Les licences d’office sont des actes de la puissance
publique : elles permettent de mettre sous licence accordée par l’Etat
l’exploitation de brevets lorsque l’intérêt de la défense nationale, l’intérêt
de l’économie nationale ou l’intérêt de la santé publique le justifient. Les
licences d’office dans l’intérêt de la santé publique ne peuvent porter, compte
tenu de la lettre de l’article L. 613‑16 actuel, que sur les
médicaments. Or, le rôle des dispositifs médicaux à visée thérapeutique ou
diagnostique et des méthodes de diagnostic ex vivo peut être tout aussi
considérable dans l’intérêt de la santé publique. Le projet de loi étend donc
le champ des licences d’office dans l’intérêt de la santé publique, tout en
précisant les conditions dans lesquelles elles peuvent être décidées, afin de
respecter le droit de propriété du titulaire du brevet ainsi que les limites
posées par l’accord sur les aspects des droits de propriété intellectuelle
relatifs au commerce, annexé à l’accord de l’Organisation mondiale du commerce
de 1994 aux licences de ce type.
Conditions et étendue de la protection des inventions
portant sur la matière biologique.
1. - Le principe et les conditions de la brevetabilité
L’article L. 611‑10 du code de la propriété
intellectuelle, relatif aux conditions de brevetabilité, est complété afin
d’affirmer la brevetabilité d’un produit composé de matière biologique ou en
contenant, sous réserve des exclusions liées à l’ordre public. A cette fin, l’article
1er du projet de loi intègre dans le 4. de l’article
L. 611‑10 du code de la propriété intellectuelle la disposition du
1. de l’article 3 de la directive. Ce nouvel alinéa, outre qu’il confirme cette
brevetabilité, la conditionne expressément au respect des autres critères de
brevetabilité et notamment à celui de l’application industrielle, essentiel
pour éviter des brevets portant sur une simple connaissance. Enfin, le deuxième
alinéa du 4. de l’article L. 611-10 adopte la définition de la « matière
biologique » rédigée au a du 1. de l’article 2 de la
directive.
La description de l’invention doit être faite de manière suffisamment
claire et complète pour qu’un homme du métier puisse l’exécuter. Cet accès à
l’information exhaustive est la contrepartie du monopole donné au propriétaire
du brevet. En matière de micro-organismes, le code de la propriété
intellectuelle prévoyait dans son article L. 612-5 que, lorsque le micro‑organisme
n’était pas accessible au public, la description ne pouvait être considérée
comme suffisante si le dépôt du micro‑organisme n’était pas effectué
auprès d’un établissement habilité. L’article 4 du projet de loi
vient préciser cette obligation de dépôt de la matière biologique dans son
ensemble, telle que définie au a du 1. de l’article 2 de la directive.

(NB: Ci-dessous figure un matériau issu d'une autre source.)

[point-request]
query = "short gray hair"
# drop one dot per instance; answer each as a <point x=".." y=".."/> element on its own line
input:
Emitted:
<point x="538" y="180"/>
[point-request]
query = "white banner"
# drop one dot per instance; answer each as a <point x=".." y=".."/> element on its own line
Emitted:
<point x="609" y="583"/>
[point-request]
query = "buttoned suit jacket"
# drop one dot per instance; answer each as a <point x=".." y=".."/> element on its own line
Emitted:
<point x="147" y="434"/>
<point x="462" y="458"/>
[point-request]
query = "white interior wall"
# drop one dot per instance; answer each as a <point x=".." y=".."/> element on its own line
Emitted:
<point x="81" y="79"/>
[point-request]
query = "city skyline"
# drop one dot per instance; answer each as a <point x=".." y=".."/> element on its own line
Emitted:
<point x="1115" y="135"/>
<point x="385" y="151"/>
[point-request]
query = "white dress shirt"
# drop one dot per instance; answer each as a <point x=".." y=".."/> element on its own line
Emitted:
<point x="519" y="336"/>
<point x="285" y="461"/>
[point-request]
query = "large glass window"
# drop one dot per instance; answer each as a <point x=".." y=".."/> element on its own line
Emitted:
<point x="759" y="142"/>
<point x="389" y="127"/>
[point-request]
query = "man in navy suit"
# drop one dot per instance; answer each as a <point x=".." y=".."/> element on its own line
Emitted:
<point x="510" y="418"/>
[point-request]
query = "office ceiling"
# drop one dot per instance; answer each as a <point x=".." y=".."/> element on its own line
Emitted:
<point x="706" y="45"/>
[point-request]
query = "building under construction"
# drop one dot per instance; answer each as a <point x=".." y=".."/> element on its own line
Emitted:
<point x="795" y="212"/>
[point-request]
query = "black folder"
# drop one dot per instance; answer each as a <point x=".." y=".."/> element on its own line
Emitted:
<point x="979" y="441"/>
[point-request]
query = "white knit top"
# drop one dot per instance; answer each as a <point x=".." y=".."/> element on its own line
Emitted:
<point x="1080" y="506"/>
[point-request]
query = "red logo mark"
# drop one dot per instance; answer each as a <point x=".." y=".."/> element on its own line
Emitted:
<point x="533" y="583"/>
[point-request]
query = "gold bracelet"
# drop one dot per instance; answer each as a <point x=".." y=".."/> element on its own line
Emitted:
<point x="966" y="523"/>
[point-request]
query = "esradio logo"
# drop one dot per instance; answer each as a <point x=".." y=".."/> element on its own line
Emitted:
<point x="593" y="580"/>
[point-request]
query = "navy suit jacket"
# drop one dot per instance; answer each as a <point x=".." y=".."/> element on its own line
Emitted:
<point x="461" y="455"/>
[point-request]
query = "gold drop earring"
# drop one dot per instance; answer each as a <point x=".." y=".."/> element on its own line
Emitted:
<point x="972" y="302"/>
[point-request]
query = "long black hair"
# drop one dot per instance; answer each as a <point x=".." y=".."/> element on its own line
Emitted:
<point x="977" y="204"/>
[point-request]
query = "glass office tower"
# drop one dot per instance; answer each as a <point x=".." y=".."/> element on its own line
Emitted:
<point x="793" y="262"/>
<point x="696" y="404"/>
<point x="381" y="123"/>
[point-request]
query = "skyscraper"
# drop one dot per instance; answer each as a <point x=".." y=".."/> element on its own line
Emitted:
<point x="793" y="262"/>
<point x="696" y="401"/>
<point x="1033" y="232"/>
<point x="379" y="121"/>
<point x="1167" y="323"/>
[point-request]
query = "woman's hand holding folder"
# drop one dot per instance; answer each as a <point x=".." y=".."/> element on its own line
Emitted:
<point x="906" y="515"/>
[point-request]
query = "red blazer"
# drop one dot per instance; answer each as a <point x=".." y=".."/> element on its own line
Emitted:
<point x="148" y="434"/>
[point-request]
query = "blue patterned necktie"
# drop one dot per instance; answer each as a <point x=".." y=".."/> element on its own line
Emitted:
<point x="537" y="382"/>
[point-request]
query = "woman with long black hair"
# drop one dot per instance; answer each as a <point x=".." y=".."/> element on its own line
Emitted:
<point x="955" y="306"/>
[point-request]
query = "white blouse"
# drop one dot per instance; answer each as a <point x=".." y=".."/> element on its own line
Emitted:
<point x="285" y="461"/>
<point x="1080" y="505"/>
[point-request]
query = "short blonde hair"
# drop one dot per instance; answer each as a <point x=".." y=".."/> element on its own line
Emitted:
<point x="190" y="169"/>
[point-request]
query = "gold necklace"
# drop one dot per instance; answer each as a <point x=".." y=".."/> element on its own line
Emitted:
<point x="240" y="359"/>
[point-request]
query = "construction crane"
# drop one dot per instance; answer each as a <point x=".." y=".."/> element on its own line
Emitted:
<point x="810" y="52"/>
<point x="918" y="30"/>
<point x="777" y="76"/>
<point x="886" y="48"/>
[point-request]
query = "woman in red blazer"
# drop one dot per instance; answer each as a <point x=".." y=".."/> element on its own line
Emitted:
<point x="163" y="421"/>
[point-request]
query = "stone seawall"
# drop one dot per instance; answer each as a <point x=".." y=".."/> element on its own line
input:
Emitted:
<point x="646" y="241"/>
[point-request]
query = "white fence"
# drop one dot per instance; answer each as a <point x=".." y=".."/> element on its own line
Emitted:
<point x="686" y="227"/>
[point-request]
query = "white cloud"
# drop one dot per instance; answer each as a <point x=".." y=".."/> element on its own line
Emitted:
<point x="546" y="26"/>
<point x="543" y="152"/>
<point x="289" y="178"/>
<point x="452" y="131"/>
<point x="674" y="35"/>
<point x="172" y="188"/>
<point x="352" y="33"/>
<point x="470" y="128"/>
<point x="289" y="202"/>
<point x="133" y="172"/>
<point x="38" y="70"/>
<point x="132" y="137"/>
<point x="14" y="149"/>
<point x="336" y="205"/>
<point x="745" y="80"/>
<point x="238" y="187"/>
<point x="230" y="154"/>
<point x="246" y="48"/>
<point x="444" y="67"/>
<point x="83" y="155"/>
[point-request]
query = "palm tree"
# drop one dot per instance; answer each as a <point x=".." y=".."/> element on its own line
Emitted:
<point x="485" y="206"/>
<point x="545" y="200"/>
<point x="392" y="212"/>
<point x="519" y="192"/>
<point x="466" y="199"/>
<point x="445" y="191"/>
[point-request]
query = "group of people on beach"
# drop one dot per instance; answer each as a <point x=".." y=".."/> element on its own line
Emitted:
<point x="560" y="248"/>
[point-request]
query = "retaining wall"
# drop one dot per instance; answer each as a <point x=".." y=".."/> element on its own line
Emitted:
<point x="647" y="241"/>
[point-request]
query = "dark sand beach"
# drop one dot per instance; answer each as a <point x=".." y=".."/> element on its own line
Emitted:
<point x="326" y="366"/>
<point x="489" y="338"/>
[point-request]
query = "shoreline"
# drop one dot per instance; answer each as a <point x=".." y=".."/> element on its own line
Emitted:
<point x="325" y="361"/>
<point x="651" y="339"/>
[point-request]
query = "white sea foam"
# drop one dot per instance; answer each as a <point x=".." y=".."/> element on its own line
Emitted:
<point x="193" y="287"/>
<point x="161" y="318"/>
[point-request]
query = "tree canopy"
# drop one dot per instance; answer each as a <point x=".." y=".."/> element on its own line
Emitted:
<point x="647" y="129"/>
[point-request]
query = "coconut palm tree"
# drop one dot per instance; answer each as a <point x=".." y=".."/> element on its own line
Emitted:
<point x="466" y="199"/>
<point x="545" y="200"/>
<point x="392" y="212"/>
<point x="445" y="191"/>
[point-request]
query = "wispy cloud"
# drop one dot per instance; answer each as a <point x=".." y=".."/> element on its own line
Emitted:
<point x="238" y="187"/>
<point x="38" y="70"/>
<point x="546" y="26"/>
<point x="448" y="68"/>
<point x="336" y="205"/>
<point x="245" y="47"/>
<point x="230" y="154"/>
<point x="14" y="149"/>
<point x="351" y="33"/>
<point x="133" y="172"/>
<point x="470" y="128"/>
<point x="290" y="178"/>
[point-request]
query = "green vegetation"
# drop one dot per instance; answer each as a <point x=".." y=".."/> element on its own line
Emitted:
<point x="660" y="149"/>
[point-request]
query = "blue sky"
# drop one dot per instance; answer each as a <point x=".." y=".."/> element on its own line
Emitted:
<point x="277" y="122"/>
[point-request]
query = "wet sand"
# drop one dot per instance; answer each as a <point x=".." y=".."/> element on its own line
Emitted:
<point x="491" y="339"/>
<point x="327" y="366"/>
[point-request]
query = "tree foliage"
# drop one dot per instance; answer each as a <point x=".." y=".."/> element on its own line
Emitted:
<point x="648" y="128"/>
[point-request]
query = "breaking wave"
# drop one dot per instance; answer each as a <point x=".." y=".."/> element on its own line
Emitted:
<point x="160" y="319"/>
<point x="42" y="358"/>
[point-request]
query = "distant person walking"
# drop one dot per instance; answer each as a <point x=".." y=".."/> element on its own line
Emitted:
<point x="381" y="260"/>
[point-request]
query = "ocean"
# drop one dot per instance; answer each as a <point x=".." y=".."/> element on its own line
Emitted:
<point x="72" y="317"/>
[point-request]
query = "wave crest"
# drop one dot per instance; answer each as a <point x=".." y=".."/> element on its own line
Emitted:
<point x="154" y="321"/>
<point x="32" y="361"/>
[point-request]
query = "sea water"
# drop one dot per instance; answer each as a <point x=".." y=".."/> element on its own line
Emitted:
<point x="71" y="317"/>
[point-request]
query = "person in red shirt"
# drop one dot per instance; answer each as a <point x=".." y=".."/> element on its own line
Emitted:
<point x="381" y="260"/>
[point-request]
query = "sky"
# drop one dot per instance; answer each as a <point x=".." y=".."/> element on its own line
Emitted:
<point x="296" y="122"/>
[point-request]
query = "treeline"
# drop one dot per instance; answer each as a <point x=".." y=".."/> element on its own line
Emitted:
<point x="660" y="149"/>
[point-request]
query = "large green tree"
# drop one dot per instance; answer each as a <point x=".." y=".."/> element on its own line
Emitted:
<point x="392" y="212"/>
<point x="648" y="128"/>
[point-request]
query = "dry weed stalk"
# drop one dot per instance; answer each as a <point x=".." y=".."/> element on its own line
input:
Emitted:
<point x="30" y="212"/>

2. - L’étendue de la protection
L’article 5 du projet de loi, qui modifie l’article
L. 612-12 du code de la propriété intellectuelle, permet au directeur général
de l’Institut national de la propriété industrielle de rejeter ou de supprimer
d’office des parties de la description et des dessins des demandes de brevets
non conformes aux nouvelles exceptions qui sont posées à la brevetabilité.
L’article 6 du projet de loi introduit des
dispositions nouvelles relatives à la portée des brevets concernant des
inventions biotechnologiques. Ces dispositions ne sont applicables que pour
autant qu’elles se rapportent à des inventions brevetables en vertu des
dispositions des articles L. 611-10 et suivants. Elles ne sauraient donc être
interprétées comme portant atteinte au principe selon lequel, en vertu des
dispositions de l’article L. 611-17, « le corps humain, ses éléments et
ses produits ainsi que la connaissance de la structure totale ou partielle d’un
gène humain ne peuvent, en tant que tels, faire l’objet de brevets ».
Le nouvel article L. 613-2-1, inséré après l’article L.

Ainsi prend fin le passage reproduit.